Joachim Löw und Oliver Bierhoff präsentieren zwei Monate nach dem Vorrunden-Aus in Russland ihre WM-Analyse. Die Presse sieht die DFB-Verantwortlichen zwar auf dem richtigen Weg, zweifelt aber am echten Reformwillen.

Deutschland Präsentation der Analyse zur Fußball-WM | Joachim Löw und Oliver Bierhoff
Bild: picture-alliance/GES/M. Gilliar

DFB-Teammanager Oliver Bierhoff und Bundestrainer Joachim Löw haben mit der öffentlichen Analyse zum WM-Aus einen wichtigen Schritt bei der Aufarbeitung unternommen. Nun ist klar: Es gibt so etwas wie einen Neuanfang, der Spieler und Betreuer betrifft. Doch der von vielen erhoffte Impuls eines echten Umbruchs im DFB-Team blieb aus. Entsprechend kritisch fällt das Medienecho aus. Die Stimmen der Tages- und Fachpresse: 

Tagespresse

Süddeutsche Zeitung: Veränderungen müssen stattfinden und die größten Veränderungen muss Joachim Löw von Joachim Löw einfordern. Denn wenn der Bundestrainer die Analyse des Bundestrainers ernst nimmt, dann wird er feststellen, dass die Hauptfehler beim Bundestrainer lagen. Löw sagte: "Wir haben mit der falschen Taktik gespielt und die maximale Einsatzbereitschaft, die hatten wir auch nicht." Er sagte klipp und klar, dass er dafür verantwortlich ist, was weniger heroisch ist, als es sich liest, weil es auch schlicht nicht zu leugnen ist.

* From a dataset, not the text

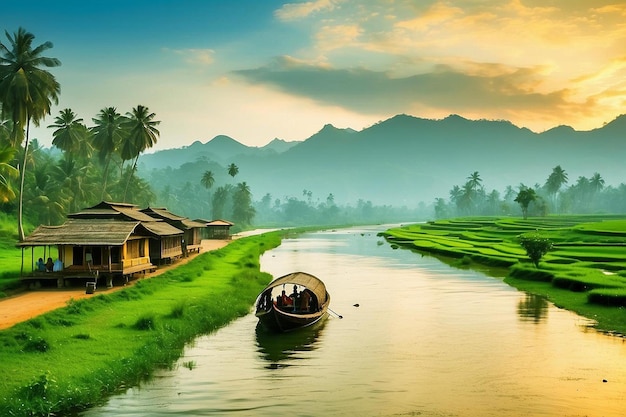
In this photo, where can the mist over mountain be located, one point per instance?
(401, 161)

Bundestrainer Joachim LöwBild: picture-alliance/dpa/S. Hoppe

Die Welt: Zwar zeigte der Bundestrainer in der Tat dezidiert auf, was sportlich alles falsch gelaufen ist in Russland, er übte auch unerwartet drastische Selbstkritik. Aber als es an die Schlussfolgerungen ging, fehlte es ihm an der nötigen Handlungsstärke. Stattdessen präsentierte er kraftvoll klingende Phrasen, die jedes x-beliebige Motivationsseminar gefüllt hätten. Aber wenn fehlende Leidenschaft das größte Problem gewesen sein soll, dann hat die Mannschaft wirklich ein Problem. Löws Auftritt war rhetorisch stark, inhaltlich war er halbherzig. Das lässt für die nächsten Turniere eher nichts Gutes erwarten.

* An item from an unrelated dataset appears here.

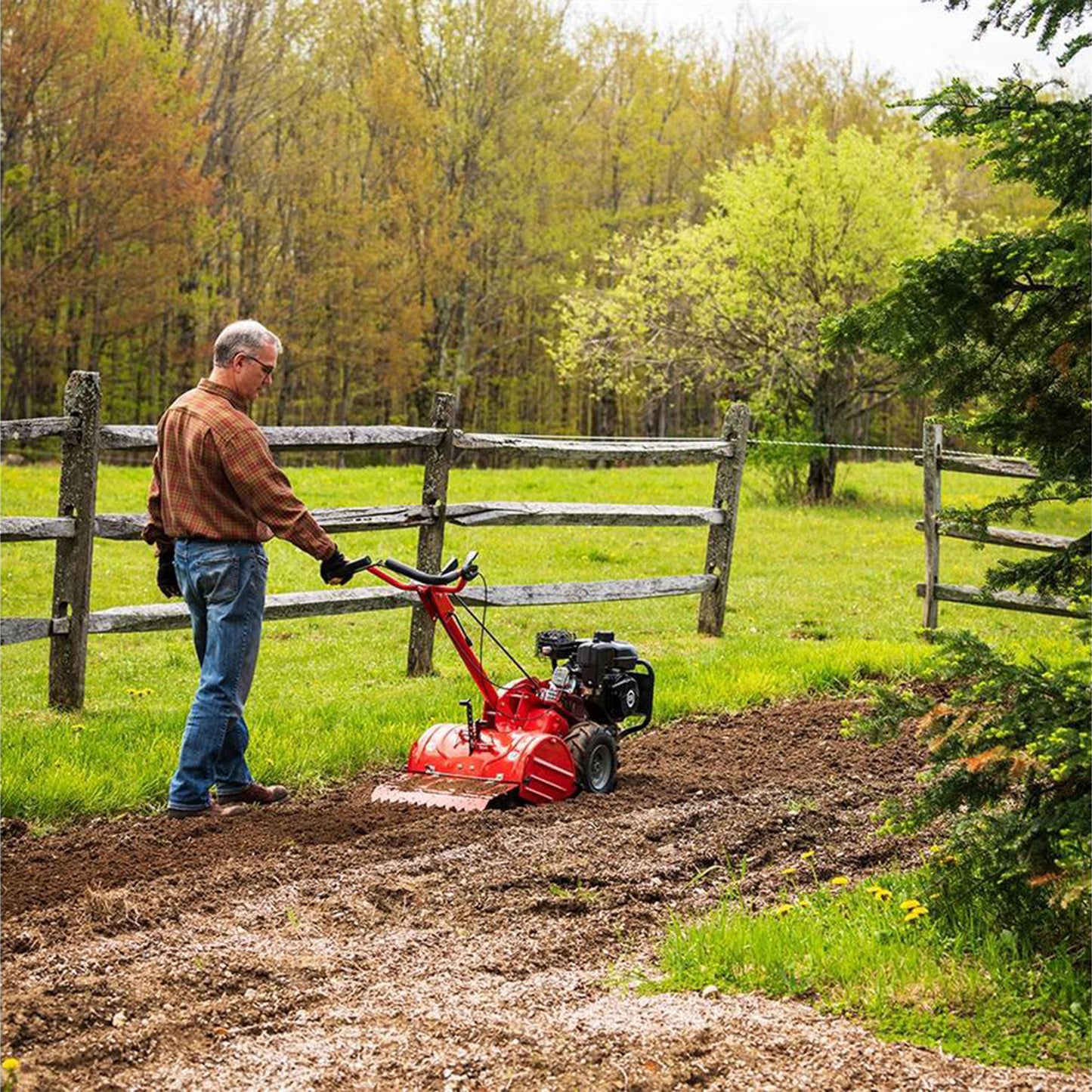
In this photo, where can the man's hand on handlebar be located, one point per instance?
(336, 569)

Spiegel Online: Fehlende Leidenschaft und ein unflexibles taktisches System - diese Defizite hatten die Medien schon wenige Tage nach dem WM-Ausscheiden als Ursachen ausgemacht. Dazu hätte es nicht unbedingt des zweimonatigen Schweigens bedurft. Vor allem, weil Löw und Bierhoff die weitergehenden Fragen, die Verwerfungen um Mesut Özil, die Entfremdung der Nationalmannschaft von ihren Anhängern, den überbordenden Kommerz-Wasserkopf um die Mannschaft nicht wirklich an sich heran ließen.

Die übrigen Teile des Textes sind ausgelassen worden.